The Taunus is a mountain range in Hesse, Germany, located north west of Frankfurt and north of Wiesbaden. The tallest peak in the range is Großer Feldberg at 878 m; other notable peaks are Kleiner Feldberg (825 m) and Altkönig (798 m).

The Taunus range spans the districts of Hochtaunuskreis, Main-Taunus-Kreis, Rheingau-Taunus, Limburg-Weilburg, and Rhein-Lahn. The range is known for its geothermal springs and mineral waters that formerly attracted members of the European aristocracy to its spa towns. The car line Ford Taunus is named after it.

Description
It is a relatively low range, with smooth, rounded mountains covered with forest. The Taunus is bounded by the valleys of the Rhine, Main, and Lahn rivers and it is part of the Rhenish Slate Mountains. 
On the opposite side of the Rhine, The Taunus range is continued by the Hunsrück.

For geographical, ecological and geological purposes the Taunus is divided in three parts:
Anterior Taunus (Vortaunus or Vordertaunus) in the south, next to the cities of Frankfurt am Main and Wiesbaden. This section is mainly made up of old sedimentary rocks with phyllite, greenschist and muscovite. The rocks are often given a greenish hue by the presence of epidote and chlorites.
High Taunus (Hoher Taunus). The central region of the range where the highest peaks are found. Its geological composition includes slates, quartzite, and sandstones. 
Farther Taunus (Hintertaunus) at its northern end is the biggest section by area. The geological materials that compose it include graywacke, claystones, and siltstones.

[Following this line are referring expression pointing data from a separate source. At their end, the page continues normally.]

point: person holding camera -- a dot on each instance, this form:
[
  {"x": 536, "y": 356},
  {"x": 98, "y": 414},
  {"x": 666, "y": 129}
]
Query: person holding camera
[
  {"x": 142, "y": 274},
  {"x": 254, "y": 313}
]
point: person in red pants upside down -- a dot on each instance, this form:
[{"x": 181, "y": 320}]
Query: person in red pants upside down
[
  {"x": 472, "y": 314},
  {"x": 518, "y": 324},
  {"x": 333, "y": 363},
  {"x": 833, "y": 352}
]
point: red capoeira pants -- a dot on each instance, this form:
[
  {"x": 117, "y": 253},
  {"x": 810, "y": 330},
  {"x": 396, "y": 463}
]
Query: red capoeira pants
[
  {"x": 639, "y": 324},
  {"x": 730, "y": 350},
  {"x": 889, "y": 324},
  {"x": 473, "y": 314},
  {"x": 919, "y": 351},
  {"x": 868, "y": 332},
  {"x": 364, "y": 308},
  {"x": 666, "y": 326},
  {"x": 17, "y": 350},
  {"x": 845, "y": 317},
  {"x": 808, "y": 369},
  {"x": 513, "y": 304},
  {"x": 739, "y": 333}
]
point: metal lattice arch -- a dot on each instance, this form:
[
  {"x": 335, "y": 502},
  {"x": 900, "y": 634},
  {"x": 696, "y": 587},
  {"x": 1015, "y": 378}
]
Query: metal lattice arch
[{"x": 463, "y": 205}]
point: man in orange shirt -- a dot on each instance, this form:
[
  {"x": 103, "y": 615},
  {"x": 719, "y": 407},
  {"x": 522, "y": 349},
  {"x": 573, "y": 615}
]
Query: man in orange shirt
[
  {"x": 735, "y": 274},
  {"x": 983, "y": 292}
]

The Taunus range originated during the Devonian period. The geological composition of the mountains was formed in a region covered by an ancient sea that was a few hundred kilometers wide. The mountains are mainly made up of phyllite, greenschist, gneiss, slates, and sandstone.

Summits 
 Großer Feldberg (878 m), Hochtaunuskreis (Kreis = district). Being the highest point in the range, it provides the scenario for the Feldbergrennen hillclimbing and rallying contests. It should not be confused with the Feldberg in the Black Forest
 Kleiner Feldberg (825 m), Hochtaunuskreis. It has an observatory on the summit.
 Altkönig (798 m), Hochtaunuskreis. It has the remains of a late Iron Age hill fort (La-Tène A, ca. 400 BC) near the summit.
 Weilsberg (701 m), Hochtaunuskreis
 Glaskopf (685 m), Hochtaunuskreis
 Pferdskopf (663 m), Hochtaunuskreis
 Kolbenberg (684 m; telecommunication facility), Hochtaunuskreis
 Klingenkopf (683 m), Hochtaunuskreis
 Sängelberg (665 m), Hochtaunuskreis
 Weißeberg (660 m), Hochtaunuskreis
 Fauleberg (633 m), Hochtaunuskreis
 Großer Eichwald (633 m), Hochtaunuskreis
 Roßkopf (632 m; telecommunication facility), Hochtaunuskreis
 Kalte Herberge (619 m), Rheingau-Taunus-Kreis
 Hohe Wurzel (618 m; telecommunication facility), Rheingau-Taunus-Kreis
 Hohe Kanzel (592 m), Rheingau-Taunus-Kreis
 Herzberg (591m), Hochtaunuskreis
 Hallgarter Zange (580 m), Rheingau-Taunus-Kreis
 Erbacher Kopf (580 m), Rheingau-Taunus-Kreis
 Steinkopf (Hochtaunuskreis) (570 m), Hochtaunuskreis
 Kuhbett (526 m), Kreis Limburg-Weilburg at Weilrod-Hasselbach
 Steinkopf (Wetteraukreis) (518 m), Wetteraukreis

History
The Roman Limes was built across the Taunus. The Saalburg, a restored Roman castellum, now houses a museum.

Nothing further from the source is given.